Евгений Васильевич вышел из‑за стола. Поскрипывали новые нерастоптанные сапоги, и он досадливо кривил толстые губы. Он уже отрешился от дневных забот, мысленно был рядом с пятилетним внуком. Собрались с ночевкой за Волгу. Палатка уложена. Снасти подобраны. Жена заготовила еду. Два дня порыбалить, побродить по золотистым перелескам, посидеть у костра с ухой... Жуков опустился на диван с дерматиновым покрытием, хлопнул широкой ладонью по валику‑подлокотнику:

– Посидим, Владимир Львович?

– Бывает, понимаете, товарищ майор, ситуация. –

Бардышев прохаживался у стола. – Весь день удачен. Настроение небесное. И – ложка дегтю! У вас такое бывает?

– Сколько угодно – се ля ви, как теперь можно выразиться по‑французски... А что за деготь, если не секрет?

– Иду по перрону. Прибыл «Южный Урал». Старушка с билетом: «Какой вагон, милок?» – «Третий, бабуся!». Но проводник загородил двери: «Мест нет!» – «У меня билет, сердешный, куплен...». Старушенция растерянно топта­лась – поклажа через плечо гнула к земле. Билет у нее действительно был в третий вагон. Бардышев о чем‑то задумался, потирая острый подбородок, бросил бумажный катышек в корзину с бумагами. – Не переношу беспо­мощности таких стариков. Свою маманю вспоминаю...

– Ну, отправили ее?

– Да!.. Товарищ майор! – Бардышев воскликнул, что‑то вспомнив, и опустился на стул. – А если это повторение истории с «двойником»? Как же я сразу на платформе не сообразил?

Жуков вернулся за стол, погладил свои редковатые волосы.

– Выкладывайте без загадок, товарищ лейтенант!
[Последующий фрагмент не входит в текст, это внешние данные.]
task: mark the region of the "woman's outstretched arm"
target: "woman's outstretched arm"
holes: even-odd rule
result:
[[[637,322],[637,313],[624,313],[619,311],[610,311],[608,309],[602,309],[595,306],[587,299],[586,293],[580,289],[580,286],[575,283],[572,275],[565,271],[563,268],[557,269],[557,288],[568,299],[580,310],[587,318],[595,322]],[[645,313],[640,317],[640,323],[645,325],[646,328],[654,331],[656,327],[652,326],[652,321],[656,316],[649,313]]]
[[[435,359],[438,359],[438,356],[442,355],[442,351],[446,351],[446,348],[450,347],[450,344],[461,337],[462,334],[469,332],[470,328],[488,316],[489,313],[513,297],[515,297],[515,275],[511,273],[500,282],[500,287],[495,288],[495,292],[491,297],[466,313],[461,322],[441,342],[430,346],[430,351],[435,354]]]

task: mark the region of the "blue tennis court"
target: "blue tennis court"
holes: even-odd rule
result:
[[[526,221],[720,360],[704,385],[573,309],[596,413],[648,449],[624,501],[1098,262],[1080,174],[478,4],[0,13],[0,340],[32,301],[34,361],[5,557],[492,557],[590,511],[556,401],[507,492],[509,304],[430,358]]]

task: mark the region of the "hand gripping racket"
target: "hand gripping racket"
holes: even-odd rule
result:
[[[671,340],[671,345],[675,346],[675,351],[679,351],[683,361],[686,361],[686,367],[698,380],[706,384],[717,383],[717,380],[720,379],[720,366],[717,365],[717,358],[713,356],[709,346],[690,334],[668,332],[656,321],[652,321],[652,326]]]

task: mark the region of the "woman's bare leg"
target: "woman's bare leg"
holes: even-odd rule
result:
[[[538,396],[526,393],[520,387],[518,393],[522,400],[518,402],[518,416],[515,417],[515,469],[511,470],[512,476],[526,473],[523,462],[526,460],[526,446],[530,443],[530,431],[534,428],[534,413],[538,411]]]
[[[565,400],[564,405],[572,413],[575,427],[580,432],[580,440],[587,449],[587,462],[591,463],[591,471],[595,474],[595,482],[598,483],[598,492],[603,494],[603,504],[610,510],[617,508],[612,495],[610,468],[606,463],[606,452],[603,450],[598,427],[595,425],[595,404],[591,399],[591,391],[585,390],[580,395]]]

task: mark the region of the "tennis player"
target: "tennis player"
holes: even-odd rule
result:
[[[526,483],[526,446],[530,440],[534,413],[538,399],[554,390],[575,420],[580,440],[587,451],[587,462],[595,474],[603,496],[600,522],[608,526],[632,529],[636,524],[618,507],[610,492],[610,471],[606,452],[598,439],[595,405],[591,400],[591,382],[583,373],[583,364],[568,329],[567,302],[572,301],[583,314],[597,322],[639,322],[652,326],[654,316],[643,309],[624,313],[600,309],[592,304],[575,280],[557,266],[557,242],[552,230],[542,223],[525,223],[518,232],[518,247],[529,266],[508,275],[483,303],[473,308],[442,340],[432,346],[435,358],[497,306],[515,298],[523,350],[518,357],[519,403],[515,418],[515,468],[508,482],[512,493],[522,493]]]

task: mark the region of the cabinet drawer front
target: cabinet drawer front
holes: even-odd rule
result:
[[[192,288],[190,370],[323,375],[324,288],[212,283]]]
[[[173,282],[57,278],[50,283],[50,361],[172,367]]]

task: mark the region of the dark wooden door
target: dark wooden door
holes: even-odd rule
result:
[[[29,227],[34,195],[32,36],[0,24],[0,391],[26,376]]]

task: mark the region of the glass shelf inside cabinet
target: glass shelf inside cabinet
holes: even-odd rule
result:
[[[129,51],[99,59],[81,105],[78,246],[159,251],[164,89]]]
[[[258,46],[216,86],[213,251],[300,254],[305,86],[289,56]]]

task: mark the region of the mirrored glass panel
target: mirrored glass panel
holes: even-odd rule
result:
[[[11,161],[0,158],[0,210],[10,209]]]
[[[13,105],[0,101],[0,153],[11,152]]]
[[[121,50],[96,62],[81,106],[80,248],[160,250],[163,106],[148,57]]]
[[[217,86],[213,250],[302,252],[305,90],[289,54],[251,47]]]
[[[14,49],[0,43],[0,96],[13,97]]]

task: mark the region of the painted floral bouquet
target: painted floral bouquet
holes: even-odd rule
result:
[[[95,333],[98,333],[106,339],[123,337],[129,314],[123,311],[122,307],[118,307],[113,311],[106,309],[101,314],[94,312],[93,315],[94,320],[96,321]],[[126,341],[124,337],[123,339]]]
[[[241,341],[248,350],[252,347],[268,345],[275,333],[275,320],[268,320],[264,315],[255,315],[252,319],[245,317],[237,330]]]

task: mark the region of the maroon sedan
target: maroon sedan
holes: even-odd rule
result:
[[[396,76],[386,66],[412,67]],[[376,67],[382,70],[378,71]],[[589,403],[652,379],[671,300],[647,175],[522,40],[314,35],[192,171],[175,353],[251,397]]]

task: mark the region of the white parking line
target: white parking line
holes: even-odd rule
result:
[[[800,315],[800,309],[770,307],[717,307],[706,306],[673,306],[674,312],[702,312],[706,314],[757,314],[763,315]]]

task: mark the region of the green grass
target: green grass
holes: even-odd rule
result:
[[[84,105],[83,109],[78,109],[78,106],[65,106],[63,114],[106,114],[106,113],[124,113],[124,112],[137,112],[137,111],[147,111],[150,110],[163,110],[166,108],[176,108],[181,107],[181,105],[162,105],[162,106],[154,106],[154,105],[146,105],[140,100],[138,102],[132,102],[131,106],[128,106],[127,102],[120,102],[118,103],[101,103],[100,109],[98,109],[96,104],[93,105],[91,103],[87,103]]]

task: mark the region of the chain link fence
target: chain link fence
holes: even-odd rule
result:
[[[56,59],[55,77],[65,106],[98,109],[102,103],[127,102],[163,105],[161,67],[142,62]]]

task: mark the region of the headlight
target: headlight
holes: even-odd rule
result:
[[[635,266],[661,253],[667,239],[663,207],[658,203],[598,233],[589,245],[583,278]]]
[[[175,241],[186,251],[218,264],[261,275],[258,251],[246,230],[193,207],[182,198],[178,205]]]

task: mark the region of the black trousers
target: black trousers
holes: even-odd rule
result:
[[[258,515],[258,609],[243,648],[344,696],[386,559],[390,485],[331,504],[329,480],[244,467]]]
С месяц назад, в летний пик пассажирских перевозок,

у купейного вагона фирменного поезда «Жигули» возник скандал: на 21‑е место претендовали два пассажира. Девушка с миловидным лицом, в модной красной кофточке, обвиняла железнодорожников в нерадении, в издевательстве над людьми. Бригадир поезда держал в руке два билета. Число, время, вагон, компостер – все совпадало. «Ну недотепы!» – мысленно осуждал он билетных кассиров. Модная пассажирка грозила жалобой и не собиралась уступать право ехать на нижней полке. Ее соперник, пожилой человек с отечным лицом и толстым портфелем под мышкой, соглашался миролюбиво: «По­местите меня, куда вы считаете возможным». – «У меня есть незанятое место»,– выручила проводница из седьмо­го вагона. Бригадир облегченно вздохнул...

Вернувшись из рейса, бригадир «Жигулей» зашел в линейный отдел милиции. Принял его лейтенант Бардышев.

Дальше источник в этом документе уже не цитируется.